We ended up working this issue from a support perspective, and this was related to specific configs within the customers ENV. If customer wishes to share our findings he can note that here.
Having said that under normal circumstances, using wget to validate connectivity from SH to source is a good first start to understand why the download is failing.
Hmm, this indicates you are a cloud customer. If that is the case email me your info jwelch @ splunk dot com.
I will take a look for you.
Otherwise, if I am missing something here, we log the success or failure of a download in the threatlist.log in /opt/splunk/var/log/splunk
index=_internal source =*threatlist.log alexa
This could be related to a previous failure and now it is successful, and you are hitting the bug I was talking about, which I did not think affected 4.2.0
Or it really is failing and I need to see why from the backend.

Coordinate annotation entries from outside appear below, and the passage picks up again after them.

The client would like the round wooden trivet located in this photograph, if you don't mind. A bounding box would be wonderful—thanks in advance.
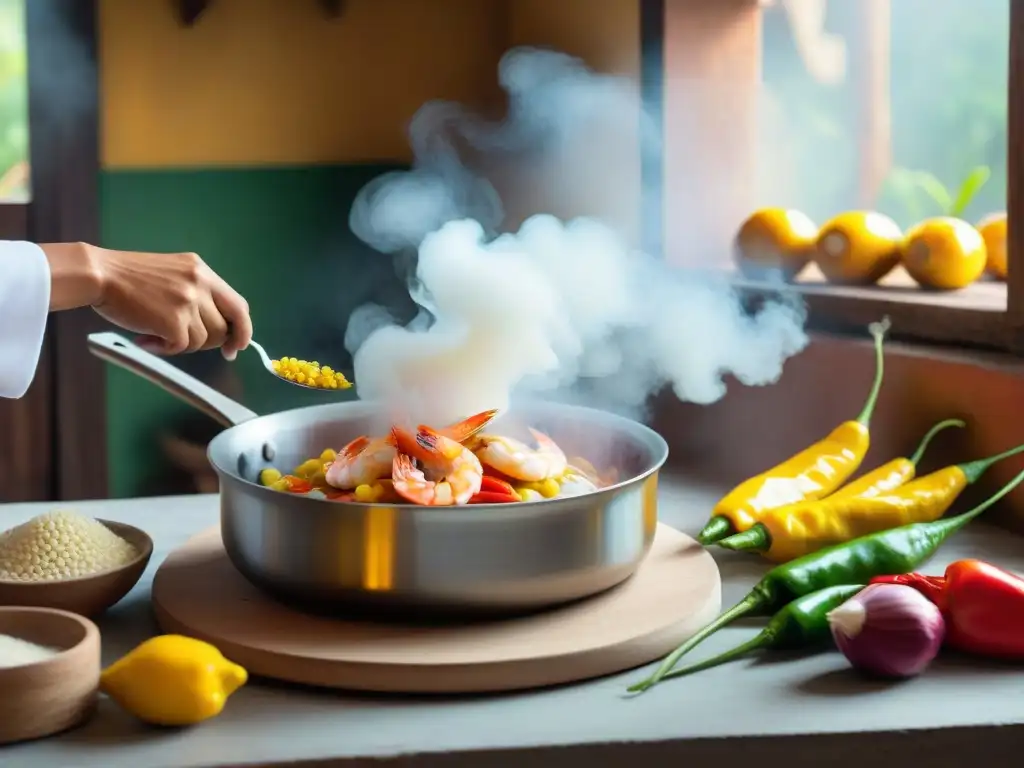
[153,525,722,693]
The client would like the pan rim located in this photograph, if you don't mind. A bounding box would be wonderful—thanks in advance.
[206,399,669,512]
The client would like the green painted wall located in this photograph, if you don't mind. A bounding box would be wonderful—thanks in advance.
[100,165,408,498]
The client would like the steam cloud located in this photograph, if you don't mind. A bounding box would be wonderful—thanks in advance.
[346,48,807,423]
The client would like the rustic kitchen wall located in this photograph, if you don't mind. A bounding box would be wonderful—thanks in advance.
[99,0,639,497]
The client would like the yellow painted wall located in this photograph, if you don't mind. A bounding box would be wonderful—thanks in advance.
[99,0,507,169]
[99,0,639,169]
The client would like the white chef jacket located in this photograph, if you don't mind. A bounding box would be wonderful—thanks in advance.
[0,241,50,397]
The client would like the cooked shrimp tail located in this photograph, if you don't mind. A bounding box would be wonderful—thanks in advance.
[441,409,499,442]
[387,427,434,462]
[473,429,568,482]
[325,435,394,490]
[416,424,466,460]
[391,427,483,507]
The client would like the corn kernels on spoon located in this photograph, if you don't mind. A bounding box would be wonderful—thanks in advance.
[249,341,352,390]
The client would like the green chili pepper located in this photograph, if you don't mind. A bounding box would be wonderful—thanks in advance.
[647,584,864,680]
[629,472,1024,692]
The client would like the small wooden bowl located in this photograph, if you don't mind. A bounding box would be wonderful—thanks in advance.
[0,520,153,616]
[0,608,100,744]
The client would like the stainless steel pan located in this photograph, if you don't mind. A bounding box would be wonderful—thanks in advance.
[89,333,668,613]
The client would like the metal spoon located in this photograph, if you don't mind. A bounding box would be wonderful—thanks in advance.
[249,340,352,392]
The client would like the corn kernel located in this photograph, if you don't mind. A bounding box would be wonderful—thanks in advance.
[295,459,322,479]
[538,477,561,499]
[270,357,352,389]
[259,467,281,485]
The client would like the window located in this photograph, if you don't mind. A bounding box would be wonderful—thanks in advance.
[0,0,31,203]
[643,0,1024,351]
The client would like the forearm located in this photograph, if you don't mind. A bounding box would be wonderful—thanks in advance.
[40,243,102,312]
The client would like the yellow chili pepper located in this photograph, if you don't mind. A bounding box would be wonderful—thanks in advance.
[99,635,249,726]
[718,438,1024,562]
[825,419,967,500]
[697,317,889,545]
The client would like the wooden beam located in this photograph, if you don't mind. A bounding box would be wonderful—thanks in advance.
[1007,0,1024,327]
[176,0,210,27]
[316,0,345,18]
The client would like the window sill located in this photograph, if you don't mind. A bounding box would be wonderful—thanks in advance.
[734,265,1011,351]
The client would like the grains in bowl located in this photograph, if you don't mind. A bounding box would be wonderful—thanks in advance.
[0,510,139,582]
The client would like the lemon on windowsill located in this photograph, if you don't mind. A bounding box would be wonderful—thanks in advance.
[814,211,903,286]
[903,216,988,291]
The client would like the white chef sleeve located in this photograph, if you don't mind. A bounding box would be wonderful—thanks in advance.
[0,241,50,397]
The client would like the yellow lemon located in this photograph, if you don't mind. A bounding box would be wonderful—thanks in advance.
[903,216,987,291]
[814,211,903,286]
[99,635,249,726]
[978,212,1007,281]
[732,208,818,280]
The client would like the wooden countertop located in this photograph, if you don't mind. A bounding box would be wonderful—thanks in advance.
[0,478,1024,768]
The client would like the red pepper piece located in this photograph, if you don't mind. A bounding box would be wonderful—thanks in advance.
[871,560,1024,660]
[480,462,515,482]
[324,490,355,502]
[868,573,946,605]
[480,475,518,501]
[469,490,519,504]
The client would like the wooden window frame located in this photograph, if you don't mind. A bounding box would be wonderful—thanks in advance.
[0,0,108,502]
[640,0,1024,354]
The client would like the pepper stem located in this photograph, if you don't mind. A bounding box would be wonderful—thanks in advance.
[857,317,891,427]
[718,522,771,552]
[957,444,1024,483]
[910,419,967,467]
[697,515,736,547]
[662,629,775,680]
[627,592,766,693]
[925,472,1024,541]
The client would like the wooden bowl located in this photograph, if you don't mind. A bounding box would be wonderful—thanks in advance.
[0,520,153,616]
[0,608,100,744]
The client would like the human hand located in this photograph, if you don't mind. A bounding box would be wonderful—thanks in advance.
[43,244,253,359]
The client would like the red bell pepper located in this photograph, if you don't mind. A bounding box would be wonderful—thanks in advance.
[871,560,1024,660]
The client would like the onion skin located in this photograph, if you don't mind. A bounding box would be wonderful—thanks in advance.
[828,584,945,678]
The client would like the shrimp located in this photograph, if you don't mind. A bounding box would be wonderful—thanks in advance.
[391,426,483,507]
[325,435,394,490]
[325,410,498,490]
[473,429,568,482]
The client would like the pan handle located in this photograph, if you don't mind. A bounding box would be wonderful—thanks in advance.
[88,333,256,427]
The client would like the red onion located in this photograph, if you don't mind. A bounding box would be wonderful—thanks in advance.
[828,584,946,678]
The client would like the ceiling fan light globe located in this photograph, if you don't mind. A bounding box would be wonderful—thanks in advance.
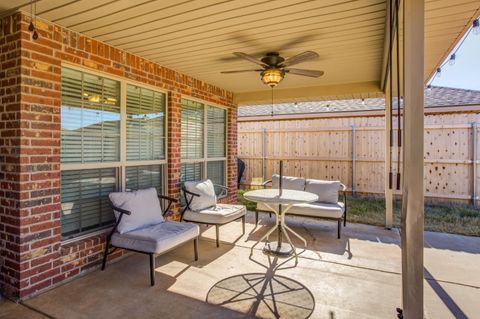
[261,68,285,88]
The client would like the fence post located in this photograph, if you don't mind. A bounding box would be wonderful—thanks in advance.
[352,125,357,197]
[262,128,267,183]
[472,122,477,208]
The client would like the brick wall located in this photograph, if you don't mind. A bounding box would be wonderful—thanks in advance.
[0,13,237,298]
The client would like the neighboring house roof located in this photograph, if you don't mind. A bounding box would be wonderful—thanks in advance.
[238,86,480,117]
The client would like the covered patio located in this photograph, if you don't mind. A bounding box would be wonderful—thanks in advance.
[0,0,480,319]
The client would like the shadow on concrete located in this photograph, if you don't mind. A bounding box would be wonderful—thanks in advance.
[206,257,315,319]
[423,267,468,319]
[21,254,245,319]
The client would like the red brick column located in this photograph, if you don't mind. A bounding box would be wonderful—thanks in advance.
[0,11,25,296]
[19,14,61,298]
[167,92,182,220]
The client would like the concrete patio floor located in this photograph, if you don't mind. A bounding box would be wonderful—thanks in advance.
[0,215,480,319]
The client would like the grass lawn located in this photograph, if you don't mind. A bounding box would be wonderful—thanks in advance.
[238,189,480,236]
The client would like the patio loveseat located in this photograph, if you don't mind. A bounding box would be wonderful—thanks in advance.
[255,175,347,238]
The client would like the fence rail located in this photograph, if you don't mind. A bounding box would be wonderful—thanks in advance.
[238,121,480,205]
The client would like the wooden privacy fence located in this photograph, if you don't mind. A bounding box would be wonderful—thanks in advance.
[238,121,480,204]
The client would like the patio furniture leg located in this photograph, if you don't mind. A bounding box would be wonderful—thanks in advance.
[193,237,198,261]
[250,224,278,256]
[282,225,298,265]
[150,254,155,286]
[102,239,110,271]
[284,224,307,247]
[242,215,245,235]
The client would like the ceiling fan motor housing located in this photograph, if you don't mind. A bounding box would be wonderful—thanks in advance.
[261,52,285,68]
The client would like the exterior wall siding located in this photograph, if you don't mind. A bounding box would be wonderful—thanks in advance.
[0,13,237,299]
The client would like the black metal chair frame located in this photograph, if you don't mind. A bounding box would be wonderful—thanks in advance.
[102,195,198,286]
[180,184,245,247]
[255,180,347,239]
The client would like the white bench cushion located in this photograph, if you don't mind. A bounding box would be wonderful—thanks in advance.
[183,204,247,224]
[287,202,345,218]
[272,174,305,191]
[112,221,200,254]
[108,187,165,234]
[184,179,217,211]
[305,179,340,204]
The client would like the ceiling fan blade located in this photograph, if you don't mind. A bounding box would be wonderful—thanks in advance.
[233,52,268,66]
[220,69,263,74]
[281,51,319,66]
[284,69,325,78]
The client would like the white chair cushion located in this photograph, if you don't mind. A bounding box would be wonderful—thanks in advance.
[287,202,345,219]
[108,187,165,234]
[112,221,200,254]
[272,174,305,191]
[183,204,247,225]
[305,179,341,204]
[184,179,217,212]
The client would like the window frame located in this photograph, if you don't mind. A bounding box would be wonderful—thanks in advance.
[60,62,169,243]
[180,95,230,198]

If you are not a cloud customer you could try this from your SH
wget https://s3.amazonaws.com/alexa-static/top-1m.csv.zip? to determine if you have success.
Let me know here or via email how I can help
Can you access the URL: https://s3.amazonaws.com/alexa-static/top-1m.csv.zip? This is where the Alexa Top Million is hosted. Personally, I can, so I know they haven't shut down the Alext top million (like happened a few months back and presumably will happen again). It's possible that your Splunk ES Search Head can't access that URL itself, blocked by a content filter or web proxy in your network somewhere. If you don't use the Alexa Top Million, you could just disable the input.